Skills used include:
Weighing, measuring, chopping, grating, sifting, rubbing-in, mixing/combining, rolling and baking.


Top Tips

  • Handle the dough as little as possible.
  • Do not put the toppings on until the base is on the baking tray.

Something to try next time

  • As an alternative to passata (sieved tomatoes), mix 2 x 15ml spoons of tomato purée with 2 x 15ml spoons of cold water and use in the same way. Alternatively, drain half a 400g can of chopped tomatoes in a sieve for 5 minutes and use as the topping. Put the drained liquid back in with the remaining tomatoes and add to casseroles, Bolognese or pasta sauce.
  • Try adding 50g of grated carrot or courgettes to the scone base. Mix in just before adding the milk. You might need slightly less milk.
  • Vary the toppings. Try grating half a large onion and mixing it with the passata instead of the spring onions, add a crushed garlic clove, use a different coloured pepper, add finely sliced courgettes and, for non-vegetarians, add bacon, ham, anchovies or pepperoni. You can also use mozzarella cheese instead for a truly authentic pizza.
  • Alternative toppings you could try are tuna and rocket, ham and pineapple or roasted vegetables and basil.

Prepare now, eat later

  • Prepare the scone base in advance by rubbing the spread into the flour and storing it in a plastic bag in the fridge for up to 24 hours or freezer for up to 1 month. Just shake it into a bowl and add milk to finish it off.
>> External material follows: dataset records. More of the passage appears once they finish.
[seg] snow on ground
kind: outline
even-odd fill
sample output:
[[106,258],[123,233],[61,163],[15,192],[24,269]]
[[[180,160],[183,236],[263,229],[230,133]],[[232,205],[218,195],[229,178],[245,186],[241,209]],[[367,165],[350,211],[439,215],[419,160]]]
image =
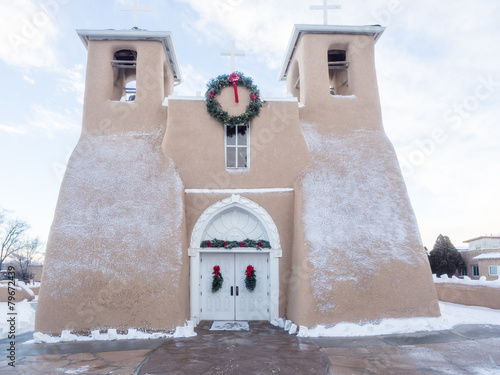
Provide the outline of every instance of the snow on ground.
[[377,336],[422,331],[440,331],[462,324],[500,325],[500,310],[487,307],[439,302],[441,316],[437,318],[382,319],[376,323],[339,323],[326,328],[319,325],[299,330],[301,337]]
[[[346,336],[376,336],[397,333],[412,333],[420,331],[439,331],[451,329],[461,324],[491,324],[500,325],[500,310],[488,309],[486,307],[457,305],[448,302],[439,302],[441,316],[438,318],[403,318],[383,319],[377,323],[354,324],[340,323],[336,326],[326,328],[317,326],[312,329],[301,327],[301,337],[346,337]],[[0,316],[7,317],[7,302],[0,302]],[[16,303],[17,327],[16,335],[33,331],[35,327],[35,311],[27,301]],[[130,329],[128,334],[120,335],[116,330],[109,333],[93,332],[91,336],[77,336],[68,331],[63,332],[62,337],[52,337],[42,333],[35,334],[33,342],[63,342],[63,341],[92,341],[92,340],[132,340],[132,339],[154,339],[167,337],[187,337],[191,335],[192,326],[177,328],[175,333],[145,333]],[[6,338],[9,332],[7,319],[0,321],[0,339]]]
[[[15,312],[16,315],[7,315],[7,313]],[[14,317],[16,322],[15,335],[20,335],[24,332],[33,331],[35,326],[35,310],[31,308],[31,304],[24,300],[15,303],[15,311],[10,311],[7,302],[0,302],[0,339],[4,339],[9,335],[10,323],[9,318]]]

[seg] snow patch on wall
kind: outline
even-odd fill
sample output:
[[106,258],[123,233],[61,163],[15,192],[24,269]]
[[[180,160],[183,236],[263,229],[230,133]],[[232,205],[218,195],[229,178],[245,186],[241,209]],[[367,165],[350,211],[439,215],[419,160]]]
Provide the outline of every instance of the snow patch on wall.
[[[303,176],[306,240],[313,294],[322,312],[335,282],[364,287],[388,262],[421,264],[418,226],[402,187],[392,144],[383,131],[321,134],[302,123],[312,163]],[[413,246],[413,247],[412,247]],[[389,276],[389,275],[388,275]]]
[[[161,151],[163,133],[80,139],[49,239],[45,287],[52,295],[80,289],[75,275],[126,280],[139,273],[156,279],[179,274],[184,187]],[[170,283],[177,287],[177,278]]]

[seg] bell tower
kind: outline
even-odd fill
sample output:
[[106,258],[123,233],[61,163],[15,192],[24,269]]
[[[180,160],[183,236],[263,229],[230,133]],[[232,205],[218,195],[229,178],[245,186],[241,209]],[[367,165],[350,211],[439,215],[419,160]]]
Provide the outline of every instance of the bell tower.
[[280,79],[302,117],[341,129],[382,129],[374,45],[381,26],[295,25]]
[[77,33],[88,49],[82,133],[148,131],[164,124],[162,103],[181,81],[171,33]]
[[[161,149],[163,103],[181,79],[172,36],[77,32],[88,49],[82,132],[47,241],[36,330],[181,327],[189,316],[184,189]],[[166,274],[175,281],[165,287]]]
[[285,55],[280,78],[298,98],[310,157],[294,185],[287,317],[297,325],[439,315],[382,125],[374,45],[383,31],[296,25]]

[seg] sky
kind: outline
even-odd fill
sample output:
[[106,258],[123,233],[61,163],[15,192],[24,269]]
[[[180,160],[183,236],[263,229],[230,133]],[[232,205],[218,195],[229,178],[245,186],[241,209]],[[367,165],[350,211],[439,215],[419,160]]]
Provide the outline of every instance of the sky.
[[[236,69],[264,97],[278,81],[294,24],[322,24],[323,0],[138,0],[137,26],[171,31],[183,82],[204,93]],[[86,49],[75,29],[130,29],[134,0],[0,0],[0,207],[46,241],[81,130]],[[500,2],[330,0],[330,25],[386,27],[375,47],[384,127],[423,243],[456,247],[500,233]]]

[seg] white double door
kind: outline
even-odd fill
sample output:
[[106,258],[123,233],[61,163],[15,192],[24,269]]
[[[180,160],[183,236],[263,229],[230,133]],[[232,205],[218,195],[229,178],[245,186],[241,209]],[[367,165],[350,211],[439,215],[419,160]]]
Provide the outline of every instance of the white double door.
[[[269,320],[269,254],[200,254],[201,320]],[[246,269],[254,267],[257,283],[245,287]],[[222,288],[212,293],[214,266],[224,278]]]

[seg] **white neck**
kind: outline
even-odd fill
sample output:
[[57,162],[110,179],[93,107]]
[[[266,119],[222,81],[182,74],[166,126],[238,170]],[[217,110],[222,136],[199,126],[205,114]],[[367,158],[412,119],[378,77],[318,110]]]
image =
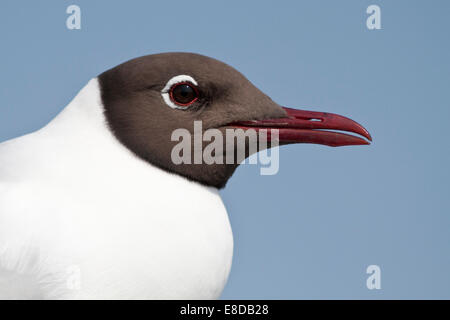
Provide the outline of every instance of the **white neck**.
[[60,275],[80,267],[79,298],[218,297],[233,240],[217,189],[132,154],[103,110],[93,79],[46,127],[0,144],[1,182],[29,209],[5,212],[33,226],[21,241],[34,239],[58,290]]

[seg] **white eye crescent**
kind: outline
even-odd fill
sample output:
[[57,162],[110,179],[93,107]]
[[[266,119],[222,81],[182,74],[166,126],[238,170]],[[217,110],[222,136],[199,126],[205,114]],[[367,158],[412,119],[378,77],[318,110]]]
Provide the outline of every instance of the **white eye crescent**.
[[[184,91],[180,91],[180,92],[176,92],[179,95],[182,94],[194,94],[193,91],[195,91],[195,97],[193,96],[192,99],[190,99],[189,97],[186,98],[186,101],[184,102],[180,102],[180,101],[176,101],[176,97],[174,97],[174,88],[177,87],[177,85],[184,85],[185,87],[180,90]],[[175,76],[173,78],[171,78],[169,81],[167,81],[166,85],[164,86],[164,88],[161,90],[161,95],[163,97],[164,102],[171,108],[173,109],[181,109],[181,110],[186,110],[192,103],[194,103],[197,100],[197,96],[198,96],[198,91],[197,91],[197,81],[195,81],[194,78],[192,78],[191,76],[188,75],[178,75]],[[191,90],[191,92],[189,92],[189,90]],[[193,91],[192,91],[193,90]],[[183,98],[181,96],[181,98]]]

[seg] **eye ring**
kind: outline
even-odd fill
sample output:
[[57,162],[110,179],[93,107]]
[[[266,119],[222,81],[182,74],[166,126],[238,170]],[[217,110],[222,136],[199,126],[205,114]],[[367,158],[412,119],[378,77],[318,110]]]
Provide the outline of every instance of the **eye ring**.
[[[173,97],[173,90],[182,85],[187,84],[195,91],[195,99],[189,101],[189,103],[179,103],[174,99]],[[195,101],[198,100],[199,92],[197,88],[198,84],[197,81],[191,76],[188,75],[178,75],[173,78],[171,78],[169,81],[167,81],[164,88],[161,90],[161,95],[163,97],[164,102],[173,109],[180,109],[180,110],[186,110],[188,109]]]

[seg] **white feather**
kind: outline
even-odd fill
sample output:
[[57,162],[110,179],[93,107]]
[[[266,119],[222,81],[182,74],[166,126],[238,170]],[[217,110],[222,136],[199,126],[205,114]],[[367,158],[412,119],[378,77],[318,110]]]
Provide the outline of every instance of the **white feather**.
[[0,298],[218,298],[232,251],[218,191],[122,146],[97,79],[0,144]]

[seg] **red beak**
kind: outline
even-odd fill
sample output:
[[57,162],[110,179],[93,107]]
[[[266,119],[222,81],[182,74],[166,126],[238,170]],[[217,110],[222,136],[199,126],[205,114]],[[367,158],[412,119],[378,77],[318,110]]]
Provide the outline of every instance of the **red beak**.
[[[372,141],[369,132],[359,123],[327,112],[304,111],[284,108],[288,117],[279,119],[264,119],[240,121],[233,123],[233,127],[243,129],[278,129],[280,144],[290,143],[315,143],[330,147],[349,145],[367,145],[367,140]],[[326,131],[339,130],[359,134],[367,140],[354,135]],[[267,131],[270,140],[270,130]]]

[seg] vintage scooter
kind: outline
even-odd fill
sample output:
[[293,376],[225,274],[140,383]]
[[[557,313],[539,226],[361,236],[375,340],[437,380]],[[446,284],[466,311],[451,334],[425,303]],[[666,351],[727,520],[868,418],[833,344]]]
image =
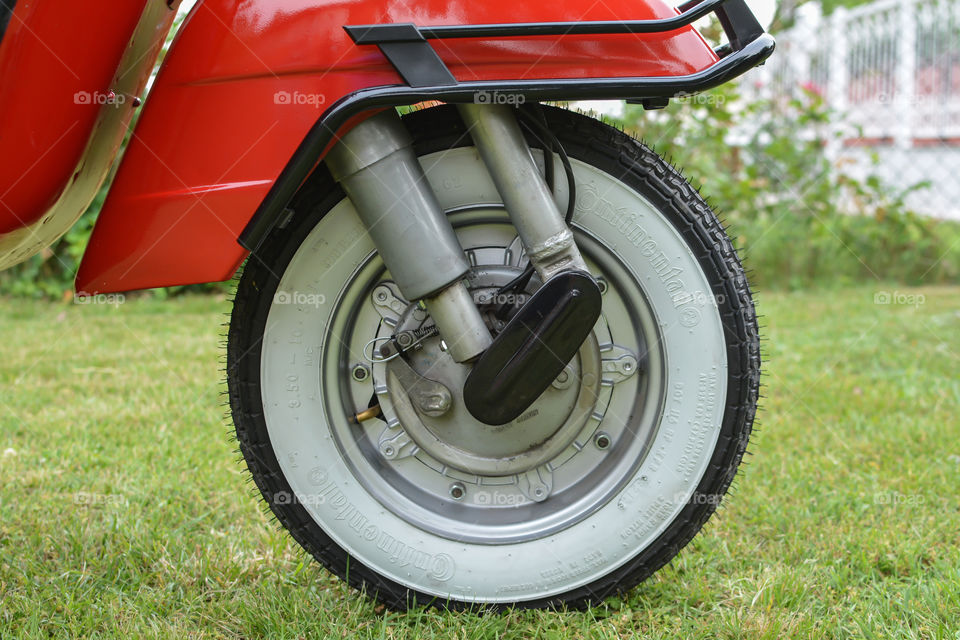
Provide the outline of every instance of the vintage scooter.
[[[0,265],[91,202],[178,4],[0,1]],[[710,14],[716,50],[691,26]],[[393,607],[597,602],[716,509],[757,324],[697,191],[544,102],[661,108],[773,49],[744,0],[200,0],[78,295],[242,265],[240,449],[350,584]]]

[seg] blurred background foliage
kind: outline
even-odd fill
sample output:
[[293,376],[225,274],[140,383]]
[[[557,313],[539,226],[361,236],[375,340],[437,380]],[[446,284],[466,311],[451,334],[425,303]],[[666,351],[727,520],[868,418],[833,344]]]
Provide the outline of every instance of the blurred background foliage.
[[833,165],[832,117],[814,91],[746,103],[727,85],[663,111],[628,105],[615,123],[701,187],[761,288],[956,282],[960,224],[906,207],[922,182],[895,190]]

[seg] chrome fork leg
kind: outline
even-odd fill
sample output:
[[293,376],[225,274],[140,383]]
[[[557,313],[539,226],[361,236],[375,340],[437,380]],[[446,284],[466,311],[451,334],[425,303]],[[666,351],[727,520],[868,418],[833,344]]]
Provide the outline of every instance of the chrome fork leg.
[[513,109],[488,104],[458,108],[540,278],[546,282],[561,271],[588,271]]
[[401,293],[424,301],[454,360],[483,353],[492,338],[463,282],[470,265],[396,111],[350,130],[326,163]]

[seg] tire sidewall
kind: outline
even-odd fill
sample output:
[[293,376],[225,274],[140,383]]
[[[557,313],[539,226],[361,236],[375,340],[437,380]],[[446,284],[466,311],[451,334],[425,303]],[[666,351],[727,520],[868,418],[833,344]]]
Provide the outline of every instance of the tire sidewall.
[[[464,184],[462,176],[482,172],[472,149],[422,161],[445,208],[498,200],[492,184]],[[457,542],[410,525],[363,489],[343,462],[329,405],[317,392],[318,354],[335,340],[331,302],[373,251],[348,202],[324,216],[284,270],[277,291],[325,301],[274,304],[265,326],[263,419],[290,485],[285,499],[295,498],[339,547],[391,582],[469,602],[549,599],[583,587],[649,548],[689,504],[709,465],[726,393],[726,345],[711,284],[677,229],[635,189],[584,164],[576,171],[577,224],[616,248],[655,310],[667,393],[660,428],[634,477],[595,513],[549,537],[496,546]]]

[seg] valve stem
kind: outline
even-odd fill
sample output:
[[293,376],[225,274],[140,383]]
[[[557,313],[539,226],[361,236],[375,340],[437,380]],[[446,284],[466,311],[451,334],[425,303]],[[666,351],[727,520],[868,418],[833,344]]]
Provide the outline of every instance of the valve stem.
[[380,415],[380,405],[374,405],[367,409],[366,411],[361,411],[355,416],[350,417],[350,422],[353,424],[360,424],[361,422],[366,422]]

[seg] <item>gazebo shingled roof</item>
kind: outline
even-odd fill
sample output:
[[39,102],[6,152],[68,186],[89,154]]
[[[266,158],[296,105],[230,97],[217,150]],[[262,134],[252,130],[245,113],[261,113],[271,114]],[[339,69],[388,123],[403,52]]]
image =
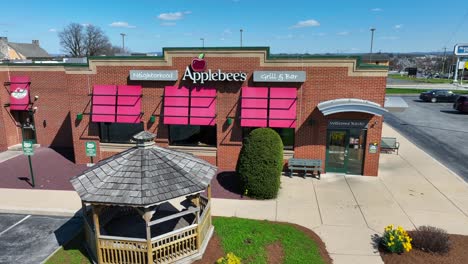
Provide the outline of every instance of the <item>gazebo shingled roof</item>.
[[216,167],[191,154],[154,144],[147,131],[134,136],[138,142],[101,160],[70,182],[83,202],[149,206],[204,191]]

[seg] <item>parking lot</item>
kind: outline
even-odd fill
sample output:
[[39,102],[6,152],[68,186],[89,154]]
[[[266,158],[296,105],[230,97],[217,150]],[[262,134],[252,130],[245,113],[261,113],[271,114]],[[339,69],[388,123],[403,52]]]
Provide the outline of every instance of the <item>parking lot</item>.
[[80,227],[79,218],[0,214],[0,263],[42,263]]
[[468,114],[452,109],[452,103],[403,99],[408,109],[386,114],[385,122],[468,181]]

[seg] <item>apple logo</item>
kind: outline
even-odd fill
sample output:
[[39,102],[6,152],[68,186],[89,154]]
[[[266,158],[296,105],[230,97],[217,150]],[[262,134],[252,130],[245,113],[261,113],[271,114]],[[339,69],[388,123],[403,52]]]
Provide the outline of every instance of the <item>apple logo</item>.
[[192,70],[196,72],[202,72],[206,69],[206,61],[203,59],[205,54],[200,53],[198,58],[193,58],[192,60]]

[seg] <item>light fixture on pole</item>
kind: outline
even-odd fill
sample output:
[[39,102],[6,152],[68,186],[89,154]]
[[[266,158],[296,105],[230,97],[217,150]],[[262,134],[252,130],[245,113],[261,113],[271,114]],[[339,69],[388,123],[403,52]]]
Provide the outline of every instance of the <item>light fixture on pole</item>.
[[370,53],[372,54],[372,48],[374,46],[374,31],[375,31],[375,28],[371,28],[370,31],[371,31]]
[[370,31],[371,31],[371,40],[370,40],[369,63],[372,63],[372,48],[374,47],[374,31],[375,31],[375,28],[370,28]]
[[204,48],[205,47],[205,38],[200,38],[200,40],[201,40],[201,43],[202,43],[202,48]]
[[244,32],[244,30],[241,28],[240,29],[240,46],[242,48],[242,32]]
[[120,35],[122,36],[122,53],[125,53],[125,36],[127,34],[125,33],[120,33]]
If frozen, defrost in the fridge for 24 hours first.
  • Prepare all the topping ingredients in advance and store in sealed plastic bags or tubs in the salad drawer of the fridge for up to 2 days. Assemble just before cooking.
  • The cooked pizza can be frozen for up to 1 month. Cut into slices and wrap in foil. Reheat, uncovered, in a hot oven until piping hot.